Edith Heard is a British scientist working at the Institut Curie in Paris and Professor of Epigenetics and Cellular Memory at the Collège de France. She graduated from Cambridge University in 1986, specializing in genetics, and then carried out her PhD at the Imperial Cancer Research Fund in London, working on gene amplification mechanisms in cancer. She moved to the Pasteur Institute in Paris in 1990, as a post doc and then as a CNRS scientist, which is where she began her studies on the epigenetic process of X-chromosome inactivation.

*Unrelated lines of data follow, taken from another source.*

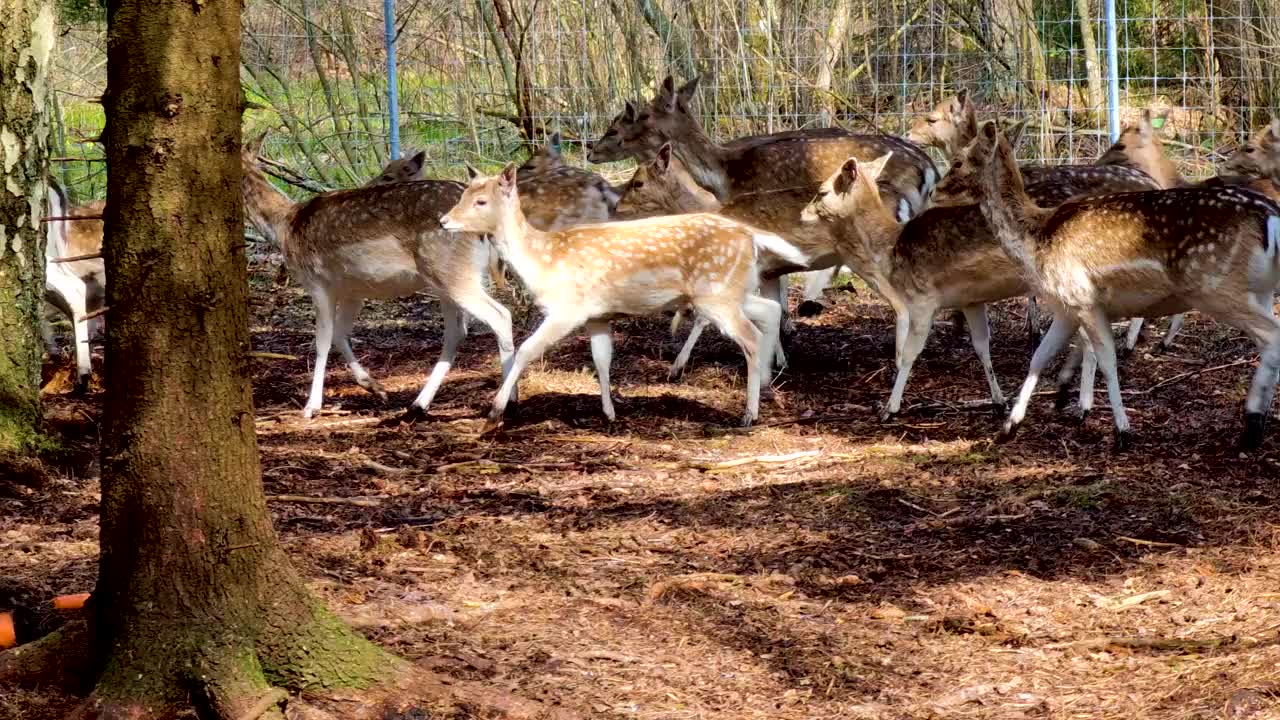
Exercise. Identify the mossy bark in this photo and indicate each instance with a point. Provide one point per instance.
(195, 597)
(26, 44)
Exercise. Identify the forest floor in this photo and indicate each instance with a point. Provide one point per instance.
(885, 570)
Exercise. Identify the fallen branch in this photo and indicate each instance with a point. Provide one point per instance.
(272, 355)
(764, 459)
(310, 500)
(76, 258)
(1147, 643)
(273, 697)
(97, 313)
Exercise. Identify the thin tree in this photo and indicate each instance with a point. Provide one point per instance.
(26, 45)
(196, 602)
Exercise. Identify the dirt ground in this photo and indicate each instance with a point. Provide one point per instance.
(900, 570)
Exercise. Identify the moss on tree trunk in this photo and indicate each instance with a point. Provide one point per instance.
(26, 44)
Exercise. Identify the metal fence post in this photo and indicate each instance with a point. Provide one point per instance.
(1112, 73)
(392, 87)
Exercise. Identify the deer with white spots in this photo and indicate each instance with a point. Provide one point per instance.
(376, 242)
(1142, 254)
(764, 180)
(590, 274)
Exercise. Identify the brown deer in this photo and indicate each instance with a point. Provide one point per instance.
(949, 127)
(590, 274)
(376, 242)
(1139, 254)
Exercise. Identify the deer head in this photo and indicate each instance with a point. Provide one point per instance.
(484, 204)
(663, 187)
(849, 192)
(949, 127)
(1260, 156)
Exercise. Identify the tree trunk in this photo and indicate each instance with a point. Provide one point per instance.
(830, 53)
(26, 44)
(1092, 63)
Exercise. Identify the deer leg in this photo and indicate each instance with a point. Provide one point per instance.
(776, 290)
(343, 322)
(814, 283)
(325, 308)
(602, 354)
(455, 332)
(732, 320)
(498, 318)
(552, 329)
(1059, 332)
(979, 332)
(677, 368)
(919, 322)
(1133, 335)
(1175, 326)
(1098, 327)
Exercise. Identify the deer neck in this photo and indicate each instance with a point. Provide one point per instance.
(1015, 220)
(705, 162)
(268, 208)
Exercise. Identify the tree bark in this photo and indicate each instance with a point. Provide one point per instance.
(26, 45)
(195, 597)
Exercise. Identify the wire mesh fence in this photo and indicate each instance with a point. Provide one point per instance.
(480, 78)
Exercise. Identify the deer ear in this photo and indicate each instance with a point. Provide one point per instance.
(507, 180)
(876, 167)
(662, 162)
(416, 162)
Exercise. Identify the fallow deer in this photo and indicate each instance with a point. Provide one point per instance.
(590, 274)
(74, 288)
(376, 242)
(1139, 254)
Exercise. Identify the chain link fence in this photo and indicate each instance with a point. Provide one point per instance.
(480, 78)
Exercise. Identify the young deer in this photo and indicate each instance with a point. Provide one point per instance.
(590, 274)
(74, 288)
(376, 242)
(949, 127)
(1134, 255)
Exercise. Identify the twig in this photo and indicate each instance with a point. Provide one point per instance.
(94, 314)
(767, 459)
(269, 700)
(77, 258)
(1147, 643)
(310, 500)
(62, 218)
(1150, 543)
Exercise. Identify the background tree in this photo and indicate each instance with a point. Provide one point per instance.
(26, 44)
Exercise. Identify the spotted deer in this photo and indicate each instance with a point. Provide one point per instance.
(74, 288)
(1138, 254)
(763, 180)
(590, 274)
(376, 242)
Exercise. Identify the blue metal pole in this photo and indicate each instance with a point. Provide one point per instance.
(1112, 74)
(392, 87)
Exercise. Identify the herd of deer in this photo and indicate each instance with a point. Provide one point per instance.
(714, 228)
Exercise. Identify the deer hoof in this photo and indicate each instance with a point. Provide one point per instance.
(1063, 399)
(1123, 441)
(809, 309)
(1008, 432)
(1255, 429)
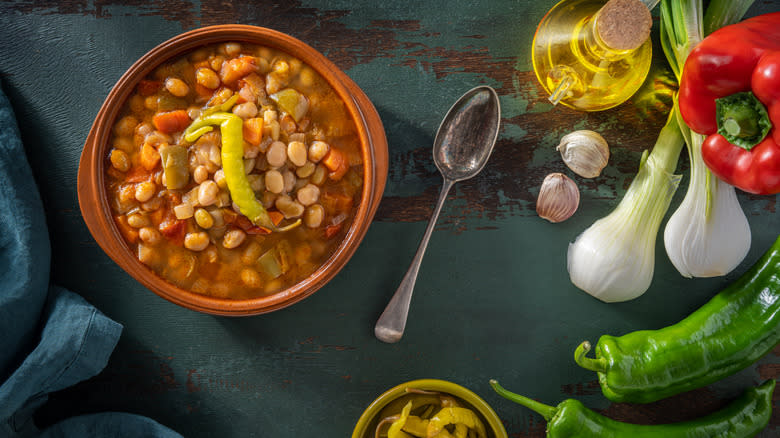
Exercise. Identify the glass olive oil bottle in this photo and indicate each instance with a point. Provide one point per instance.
(593, 55)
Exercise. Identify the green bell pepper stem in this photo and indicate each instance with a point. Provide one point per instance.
(231, 127)
(548, 412)
(599, 365)
(742, 119)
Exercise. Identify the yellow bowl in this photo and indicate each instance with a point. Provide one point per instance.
(367, 422)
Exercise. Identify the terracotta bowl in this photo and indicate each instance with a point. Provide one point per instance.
(367, 422)
(94, 201)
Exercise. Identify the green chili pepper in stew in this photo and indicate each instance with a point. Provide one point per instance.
(233, 164)
(744, 417)
(729, 333)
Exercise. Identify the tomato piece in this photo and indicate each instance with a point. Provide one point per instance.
(171, 121)
(235, 69)
(148, 87)
(253, 130)
(129, 233)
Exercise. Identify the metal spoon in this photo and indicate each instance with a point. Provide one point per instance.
(462, 146)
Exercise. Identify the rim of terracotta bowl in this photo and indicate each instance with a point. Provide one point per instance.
(487, 413)
(93, 200)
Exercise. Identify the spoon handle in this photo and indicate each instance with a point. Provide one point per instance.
(390, 326)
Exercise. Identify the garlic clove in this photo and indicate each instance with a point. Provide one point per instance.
(558, 198)
(585, 152)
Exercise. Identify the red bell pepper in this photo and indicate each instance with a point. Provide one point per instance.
(730, 91)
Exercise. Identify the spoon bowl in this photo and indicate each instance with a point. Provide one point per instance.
(467, 134)
(461, 149)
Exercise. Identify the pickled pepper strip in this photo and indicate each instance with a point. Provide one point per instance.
(231, 128)
(744, 417)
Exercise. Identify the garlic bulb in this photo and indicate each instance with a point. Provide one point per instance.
(558, 198)
(585, 152)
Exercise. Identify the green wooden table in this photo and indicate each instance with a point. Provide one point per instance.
(493, 298)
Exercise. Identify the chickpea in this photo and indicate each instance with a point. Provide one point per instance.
(297, 153)
(308, 194)
(289, 181)
(137, 220)
(313, 216)
(200, 174)
(245, 110)
(219, 178)
(147, 255)
(125, 126)
(177, 87)
(151, 102)
(288, 207)
(125, 144)
(207, 192)
(127, 193)
(233, 239)
(277, 154)
(207, 77)
(183, 211)
(232, 49)
(216, 62)
(318, 177)
(274, 181)
(144, 191)
(119, 160)
(149, 235)
(137, 103)
(196, 241)
(306, 170)
(318, 150)
(251, 253)
(203, 218)
(256, 182)
(249, 165)
(250, 278)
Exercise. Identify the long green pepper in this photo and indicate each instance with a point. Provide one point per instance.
(744, 417)
(733, 330)
(232, 154)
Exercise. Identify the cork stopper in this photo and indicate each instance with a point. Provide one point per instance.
(624, 24)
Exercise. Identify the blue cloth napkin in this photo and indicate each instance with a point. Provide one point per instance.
(50, 338)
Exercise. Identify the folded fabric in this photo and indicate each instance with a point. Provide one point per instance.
(51, 338)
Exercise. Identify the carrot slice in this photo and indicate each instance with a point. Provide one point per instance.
(171, 121)
(336, 162)
(253, 130)
(138, 174)
(147, 87)
(332, 230)
(237, 68)
(129, 233)
(149, 157)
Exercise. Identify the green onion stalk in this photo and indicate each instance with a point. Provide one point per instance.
(614, 258)
(708, 235)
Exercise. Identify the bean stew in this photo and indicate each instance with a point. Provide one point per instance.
(235, 171)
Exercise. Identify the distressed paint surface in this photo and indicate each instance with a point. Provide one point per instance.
(492, 298)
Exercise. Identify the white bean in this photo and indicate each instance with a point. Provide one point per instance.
(277, 154)
(308, 194)
(144, 191)
(196, 241)
(274, 181)
(233, 239)
(297, 153)
(318, 150)
(313, 216)
(207, 192)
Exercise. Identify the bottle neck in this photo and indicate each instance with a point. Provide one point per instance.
(596, 45)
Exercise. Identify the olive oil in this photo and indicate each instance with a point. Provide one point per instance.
(578, 67)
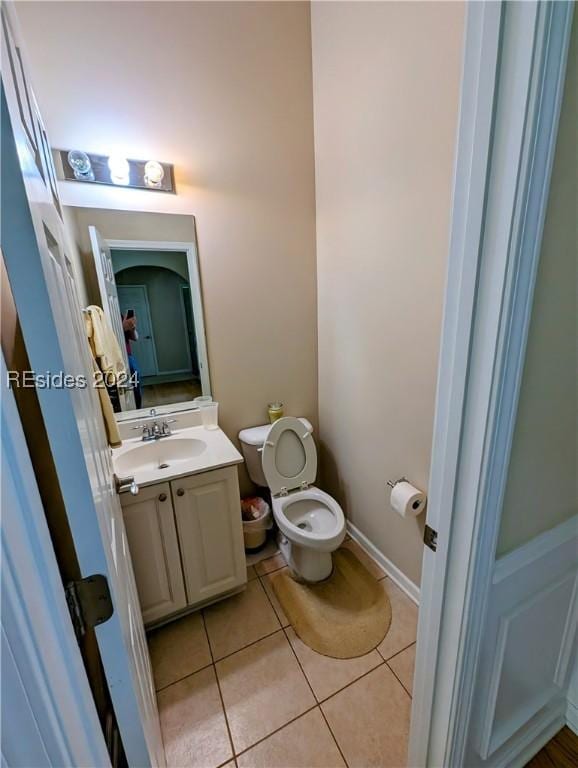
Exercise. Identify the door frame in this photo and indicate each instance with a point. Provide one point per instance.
(148, 312)
(43, 676)
(190, 249)
(515, 57)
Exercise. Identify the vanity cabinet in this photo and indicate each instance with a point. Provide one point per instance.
(186, 541)
(152, 540)
(208, 515)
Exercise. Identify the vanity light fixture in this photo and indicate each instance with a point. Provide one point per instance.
(154, 173)
(114, 170)
(81, 165)
(119, 170)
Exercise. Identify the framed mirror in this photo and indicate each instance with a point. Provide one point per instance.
(147, 281)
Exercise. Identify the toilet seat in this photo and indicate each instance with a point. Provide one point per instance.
(289, 456)
(310, 518)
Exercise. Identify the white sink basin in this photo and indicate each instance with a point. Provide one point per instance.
(162, 454)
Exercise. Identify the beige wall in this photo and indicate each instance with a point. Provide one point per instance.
(386, 88)
(225, 93)
(542, 483)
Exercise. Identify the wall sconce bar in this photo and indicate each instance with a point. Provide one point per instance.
(115, 171)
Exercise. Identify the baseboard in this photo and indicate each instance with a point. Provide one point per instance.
(531, 741)
(397, 576)
(572, 717)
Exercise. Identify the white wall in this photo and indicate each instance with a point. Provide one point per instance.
(542, 488)
(222, 90)
(386, 87)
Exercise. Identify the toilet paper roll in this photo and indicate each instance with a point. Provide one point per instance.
(407, 500)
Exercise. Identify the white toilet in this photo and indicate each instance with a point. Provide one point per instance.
(283, 457)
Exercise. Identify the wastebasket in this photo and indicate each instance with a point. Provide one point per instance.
(256, 515)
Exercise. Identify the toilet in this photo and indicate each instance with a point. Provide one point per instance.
(283, 457)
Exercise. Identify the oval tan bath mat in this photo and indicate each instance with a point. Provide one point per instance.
(346, 615)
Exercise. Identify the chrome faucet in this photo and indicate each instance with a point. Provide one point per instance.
(154, 430)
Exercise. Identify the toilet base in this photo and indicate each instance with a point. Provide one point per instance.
(306, 564)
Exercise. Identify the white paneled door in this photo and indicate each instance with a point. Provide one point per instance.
(42, 283)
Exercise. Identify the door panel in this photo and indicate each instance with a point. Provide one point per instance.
(208, 517)
(42, 285)
(152, 538)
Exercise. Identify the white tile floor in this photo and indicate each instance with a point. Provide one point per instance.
(237, 687)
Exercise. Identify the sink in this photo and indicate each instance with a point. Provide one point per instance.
(160, 455)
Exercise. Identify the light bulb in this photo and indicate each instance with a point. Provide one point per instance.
(119, 169)
(80, 163)
(154, 173)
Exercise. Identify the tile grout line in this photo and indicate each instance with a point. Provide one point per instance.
(184, 677)
(413, 642)
(397, 653)
(280, 728)
(315, 697)
(230, 735)
(399, 681)
(221, 658)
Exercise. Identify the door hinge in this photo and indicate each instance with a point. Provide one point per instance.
(89, 603)
(430, 538)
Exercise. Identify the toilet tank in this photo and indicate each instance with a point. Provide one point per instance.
(251, 440)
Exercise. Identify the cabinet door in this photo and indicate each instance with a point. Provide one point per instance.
(152, 539)
(208, 513)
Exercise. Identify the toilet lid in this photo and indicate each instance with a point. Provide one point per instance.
(289, 456)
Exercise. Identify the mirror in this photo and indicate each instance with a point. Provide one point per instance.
(142, 270)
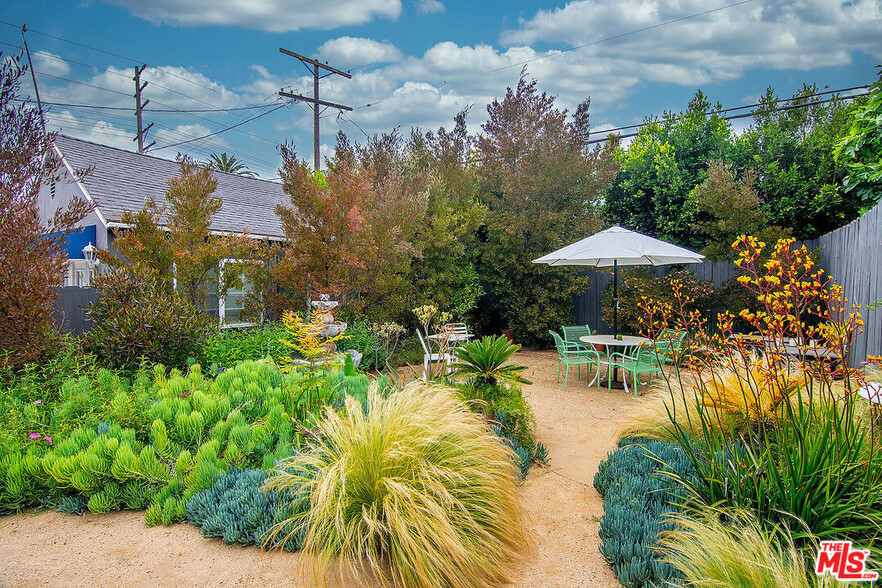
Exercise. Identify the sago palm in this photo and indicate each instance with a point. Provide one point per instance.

After a year at Cold Spring Harbor she established her lab at the Curie Institute in 2001. She is currently director of the Genetics and Developmental Biology Department at the Institut Curie. Her laboratory focuses on epigenetic processes in mammals, with a particular interest in epigenetics and the role of non-coding RNAs, chromatin structure and nuclear organization, in the establishment and maintenance of differential expression patterns during development and in disease. She became an EMBO member in 2005, Professor of Collège de France in 2012 and was elected as a Fellow of the Royal Society in 2013. She has won several prizes, most recently in 2017 she was awarded the Grand Prix of INSERM and the European Society of Human Genetics award. In June 2017, EMBL Council selected Edith Heard unanimously as EMBL’s fifth Director General. Her mandate is scheduled to begin 1 January 2019, she will succeed Iain Mattaj.